Every reality TV show loves an Irish contestant, and the fame is instant - but it takes balls, writes Rosita Boland.
Who's Fran Cosgrove? Well, he's male, for a start, should you be confused about the Fran bit. He's also Irish, and is one of the people currently residing in a clump of vegetation not far from Brisbane. It's the setting for the fourth series of ITV's I'm A Celebrity . . . Get Me Out Of Here!, which kicked off last Sunday. The correct title for this show should of course be I Think I'm A Celebrity . . . But Nobody Knows Who I Am!.
One of the stock "personalities" on British reality television shows is an Irish person. Irish participants are dependable when it comes to straight talking, usually on for everything, and often refreshingly less precious than other contestants.
Dubliner Cosgrove fits the bill. Aged 26, he was once a bouncer for Westlife and met all sorts of fascinating people in this line of work. His claim to celebrity is that he was at one point engaged to an Atomic Kitten, Natasha Hamilton. They never made it to the altar, but they do have a son called Josh.
Cosgrove now owns a club called Trap in London. He's in I'm A Celebrity because, according to himself, "I decided to do the show because I have shied away from stuff like this before".
Cosgrove says he is "very, very single. I never look for romance, but if romance is out there looking for me, knocking on that door, I always open the door". Going into the rainforest - sorry, jungle - he revealed he hadn't had sex in three months and was hoping his fellow contestants would be glamour models.

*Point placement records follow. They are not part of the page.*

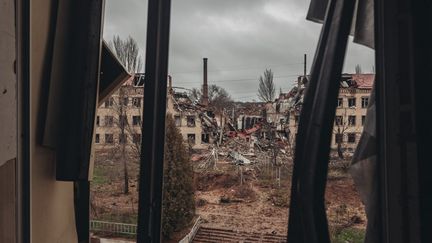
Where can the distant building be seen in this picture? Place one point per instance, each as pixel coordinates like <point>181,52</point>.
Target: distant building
<point>121,112</point>
<point>352,104</point>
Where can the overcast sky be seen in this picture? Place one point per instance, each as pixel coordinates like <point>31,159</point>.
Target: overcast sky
<point>240,38</point>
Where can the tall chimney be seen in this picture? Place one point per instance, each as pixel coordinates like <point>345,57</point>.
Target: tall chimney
<point>204,98</point>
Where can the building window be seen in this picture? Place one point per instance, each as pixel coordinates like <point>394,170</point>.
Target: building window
<point>109,138</point>
<point>351,102</point>
<point>136,120</point>
<point>351,120</point>
<point>122,138</point>
<point>122,120</point>
<point>365,102</point>
<point>191,138</point>
<point>109,121</point>
<point>125,101</point>
<point>205,138</point>
<point>136,102</point>
<point>338,120</point>
<point>339,138</point>
<point>351,137</point>
<point>191,121</point>
<point>136,138</point>
<point>109,102</point>
<point>340,103</point>
<point>177,120</point>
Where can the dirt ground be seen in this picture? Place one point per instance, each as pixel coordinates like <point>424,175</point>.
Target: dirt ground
<point>257,204</point>
<point>259,213</point>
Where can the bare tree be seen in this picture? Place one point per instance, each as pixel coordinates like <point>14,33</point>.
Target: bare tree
<point>266,88</point>
<point>219,102</point>
<point>358,69</point>
<point>127,51</point>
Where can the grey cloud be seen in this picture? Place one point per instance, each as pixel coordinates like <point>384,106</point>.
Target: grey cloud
<point>241,38</point>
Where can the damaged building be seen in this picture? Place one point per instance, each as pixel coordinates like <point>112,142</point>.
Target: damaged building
<point>350,117</point>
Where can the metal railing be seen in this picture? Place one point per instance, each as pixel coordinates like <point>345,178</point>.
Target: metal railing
<point>111,227</point>
<point>189,237</point>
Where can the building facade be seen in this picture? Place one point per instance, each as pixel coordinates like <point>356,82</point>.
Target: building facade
<point>352,103</point>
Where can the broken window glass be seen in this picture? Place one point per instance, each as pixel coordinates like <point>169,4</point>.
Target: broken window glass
<point>191,121</point>
<point>136,102</point>
<point>136,120</point>
<point>177,121</point>
<point>109,121</point>
<point>122,138</point>
<point>338,120</point>
<point>191,138</point>
<point>351,102</point>
<point>123,120</point>
<point>136,138</point>
<point>109,102</point>
<point>339,138</point>
<point>340,103</point>
<point>351,137</point>
<point>365,102</point>
<point>109,138</point>
<point>125,101</point>
<point>351,120</point>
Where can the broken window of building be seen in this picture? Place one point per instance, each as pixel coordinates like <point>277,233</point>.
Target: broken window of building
<point>351,137</point>
<point>340,103</point>
<point>191,121</point>
<point>136,120</point>
<point>136,138</point>
<point>122,138</point>
<point>136,102</point>
<point>205,138</point>
<point>109,102</point>
<point>338,120</point>
<point>191,138</point>
<point>365,102</point>
<point>351,102</point>
<point>109,121</point>
<point>339,138</point>
<point>123,120</point>
<point>109,138</point>
<point>177,121</point>
<point>351,120</point>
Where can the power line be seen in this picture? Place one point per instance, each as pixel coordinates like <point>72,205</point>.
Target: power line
<point>236,80</point>
<point>224,69</point>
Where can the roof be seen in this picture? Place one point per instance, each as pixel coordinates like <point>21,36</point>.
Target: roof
<point>364,81</point>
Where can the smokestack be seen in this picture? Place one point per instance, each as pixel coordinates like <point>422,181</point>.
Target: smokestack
<point>204,98</point>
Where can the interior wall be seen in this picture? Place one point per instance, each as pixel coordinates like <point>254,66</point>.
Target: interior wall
<point>52,211</point>
<point>8,124</point>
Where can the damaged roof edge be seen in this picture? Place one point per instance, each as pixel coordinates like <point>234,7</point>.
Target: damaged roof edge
<point>113,74</point>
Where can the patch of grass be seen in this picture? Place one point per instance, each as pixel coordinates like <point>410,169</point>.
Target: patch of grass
<point>99,176</point>
<point>348,235</point>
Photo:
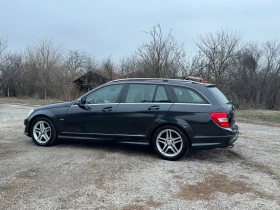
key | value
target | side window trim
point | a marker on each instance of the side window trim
(126, 88)
(104, 86)
(174, 97)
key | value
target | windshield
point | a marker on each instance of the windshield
(219, 95)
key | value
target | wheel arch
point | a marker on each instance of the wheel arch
(185, 131)
(36, 117)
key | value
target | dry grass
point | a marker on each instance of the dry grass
(212, 183)
(27, 101)
(258, 116)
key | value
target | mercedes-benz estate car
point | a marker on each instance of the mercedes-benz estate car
(171, 115)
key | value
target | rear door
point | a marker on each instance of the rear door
(97, 117)
(191, 108)
(225, 103)
(142, 106)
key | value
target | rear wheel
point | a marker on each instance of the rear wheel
(170, 143)
(43, 132)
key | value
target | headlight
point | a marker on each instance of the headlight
(30, 112)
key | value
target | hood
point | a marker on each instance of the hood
(56, 105)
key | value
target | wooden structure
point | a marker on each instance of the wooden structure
(92, 79)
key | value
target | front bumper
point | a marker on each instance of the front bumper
(211, 142)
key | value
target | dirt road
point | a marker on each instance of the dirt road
(83, 175)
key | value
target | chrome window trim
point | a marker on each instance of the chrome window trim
(149, 103)
(193, 104)
(97, 104)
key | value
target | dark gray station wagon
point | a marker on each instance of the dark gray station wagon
(172, 116)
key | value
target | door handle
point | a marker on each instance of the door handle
(107, 109)
(151, 108)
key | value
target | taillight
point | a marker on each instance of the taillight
(220, 118)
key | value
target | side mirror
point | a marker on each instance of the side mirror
(79, 102)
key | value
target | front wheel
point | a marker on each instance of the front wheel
(43, 132)
(170, 143)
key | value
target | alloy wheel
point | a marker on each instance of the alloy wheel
(169, 142)
(42, 132)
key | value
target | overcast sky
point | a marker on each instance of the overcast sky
(104, 28)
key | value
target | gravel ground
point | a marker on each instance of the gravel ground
(84, 175)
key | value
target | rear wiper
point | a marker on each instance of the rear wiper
(160, 101)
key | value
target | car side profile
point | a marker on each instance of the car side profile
(171, 115)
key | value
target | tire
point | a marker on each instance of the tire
(43, 132)
(170, 143)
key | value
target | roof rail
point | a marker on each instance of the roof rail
(148, 79)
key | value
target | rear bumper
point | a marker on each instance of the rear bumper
(211, 142)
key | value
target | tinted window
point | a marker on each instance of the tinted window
(138, 93)
(108, 94)
(218, 95)
(186, 95)
(161, 95)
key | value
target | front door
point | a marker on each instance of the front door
(143, 107)
(96, 117)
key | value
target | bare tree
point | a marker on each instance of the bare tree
(270, 75)
(45, 57)
(219, 50)
(108, 67)
(10, 67)
(162, 56)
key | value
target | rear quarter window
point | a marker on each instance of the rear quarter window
(187, 95)
(218, 95)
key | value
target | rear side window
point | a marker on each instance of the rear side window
(218, 95)
(138, 93)
(186, 95)
(161, 95)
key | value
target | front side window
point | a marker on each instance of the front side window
(161, 95)
(108, 94)
(186, 95)
(138, 93)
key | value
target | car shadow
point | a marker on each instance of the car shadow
(108, 146)
(213, 155)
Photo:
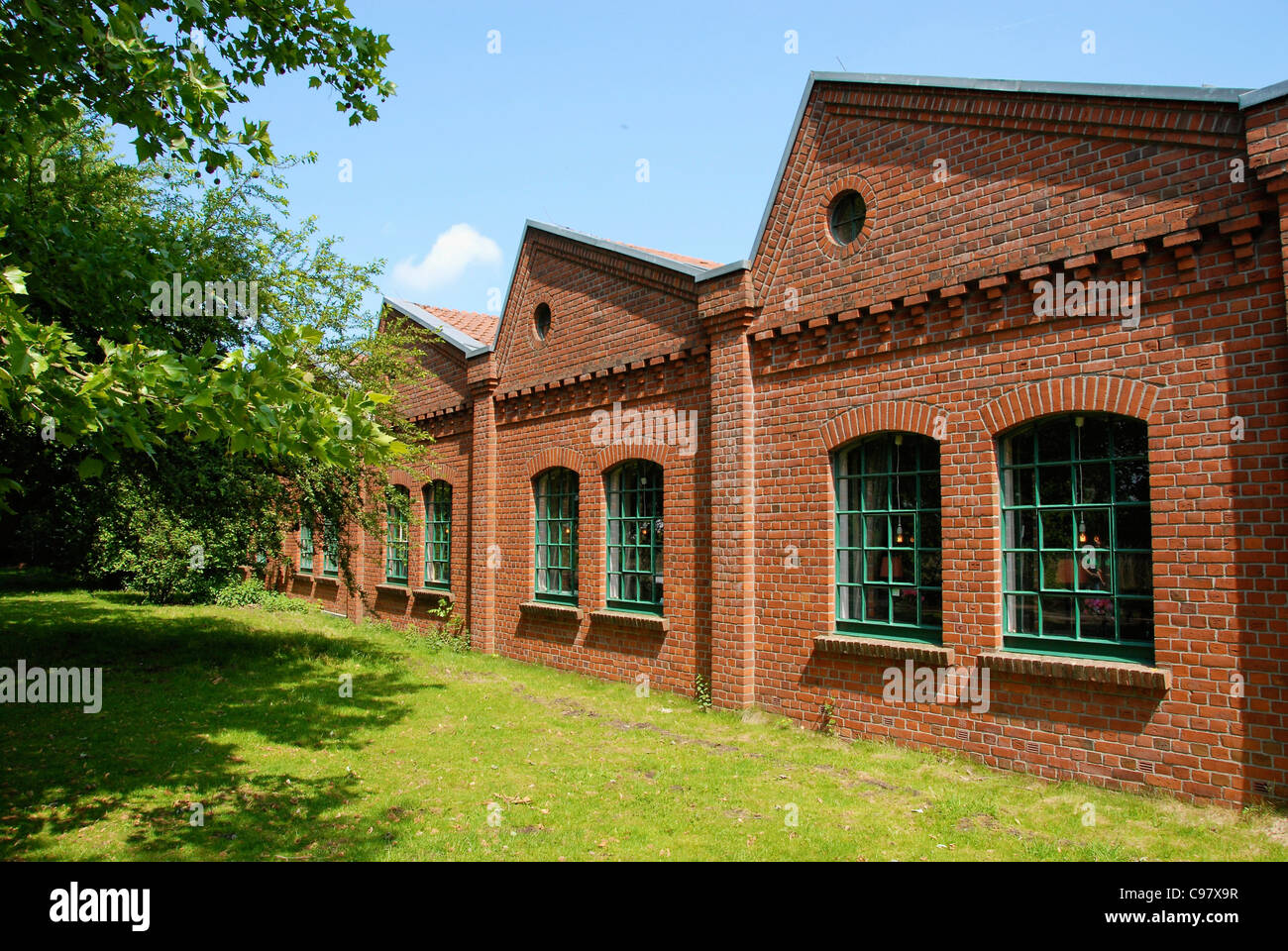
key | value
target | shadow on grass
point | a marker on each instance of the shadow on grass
(171, 684)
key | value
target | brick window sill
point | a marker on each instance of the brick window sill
(550, 611)
(644, 624)
(434, 593)
(855, 646)
(1155, 680)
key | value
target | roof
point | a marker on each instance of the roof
(694, 266)
(462, 329)
(481, 326)
(1243, 98)
(478, 333)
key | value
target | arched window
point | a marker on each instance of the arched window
(557, 513)
(438, 534)
(305, 547)
(634, 493)
(330, 548)
(395, 535)
(1077, 565)
(888, 538)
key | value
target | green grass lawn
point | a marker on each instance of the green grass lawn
(241, 710)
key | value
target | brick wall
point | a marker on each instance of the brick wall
(925, 325)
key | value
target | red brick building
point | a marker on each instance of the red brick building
(999, 401)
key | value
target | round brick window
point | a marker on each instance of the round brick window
(846, 215)
(541, 321)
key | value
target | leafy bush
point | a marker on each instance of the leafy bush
(446, 630)
(252, 593)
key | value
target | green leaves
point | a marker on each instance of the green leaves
(13, 277)
(125, 62)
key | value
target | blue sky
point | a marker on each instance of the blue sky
(554, 125)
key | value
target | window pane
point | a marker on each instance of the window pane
(1091, 504)
(897, 538)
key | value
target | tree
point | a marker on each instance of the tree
(170, 71)
(78, 361)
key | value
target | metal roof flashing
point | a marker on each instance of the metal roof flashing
(459, 339)
(986, 85)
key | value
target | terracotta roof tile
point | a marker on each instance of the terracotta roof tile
(481, 326)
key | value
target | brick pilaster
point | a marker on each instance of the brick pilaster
(733, 512)
(485, 556)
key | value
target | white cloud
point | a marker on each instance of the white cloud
(454, 251)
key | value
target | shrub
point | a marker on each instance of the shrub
(252, 593)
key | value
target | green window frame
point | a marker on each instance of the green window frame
(889, 560)
(558, 509)
(438, 534)
(634, 538)
(1077, 552)
(397, 543)
(305, 547)
(330, 548)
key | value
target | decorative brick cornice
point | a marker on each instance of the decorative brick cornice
(1077, 393)
(880, 416)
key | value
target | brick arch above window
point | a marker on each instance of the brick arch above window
(612, 455)
(1082, 393)
(559, 457)
(403, 478)
(880, 416)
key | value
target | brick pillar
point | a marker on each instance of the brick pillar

He also vowed that he would "eat everything - even kangaroo balls" in the jungle. Word must have got out among the jungle critters. As the first contestant in the new series to take part in a bush tucker trial, he was staked to the ground and a variety of jungle wildlife were thrown on top of him.
These included yabbies, an Australian shellfish delicacy which looked exactly like small lobsters, complete with great big claws.
One camera-shy yabbie instantly disappeared up Cosgrove's shorts in the direction of the human version of the same area of the anatomy that he so confidently predicted he would eat, should they belong to a kangaroo. Only a measly four meals were won, because poor Fran brought the bush tucker trial to a speedy end when the yabbie started exercising its claws without compunction.
The ITV show also airs on TV3, which pulled in 307,000 viewers on the first night, a figure that has gone up to 340,000 on subsequent evenings.
So, Fran Cosgrove now has at least 340,000 more people in Ireland who know who he is.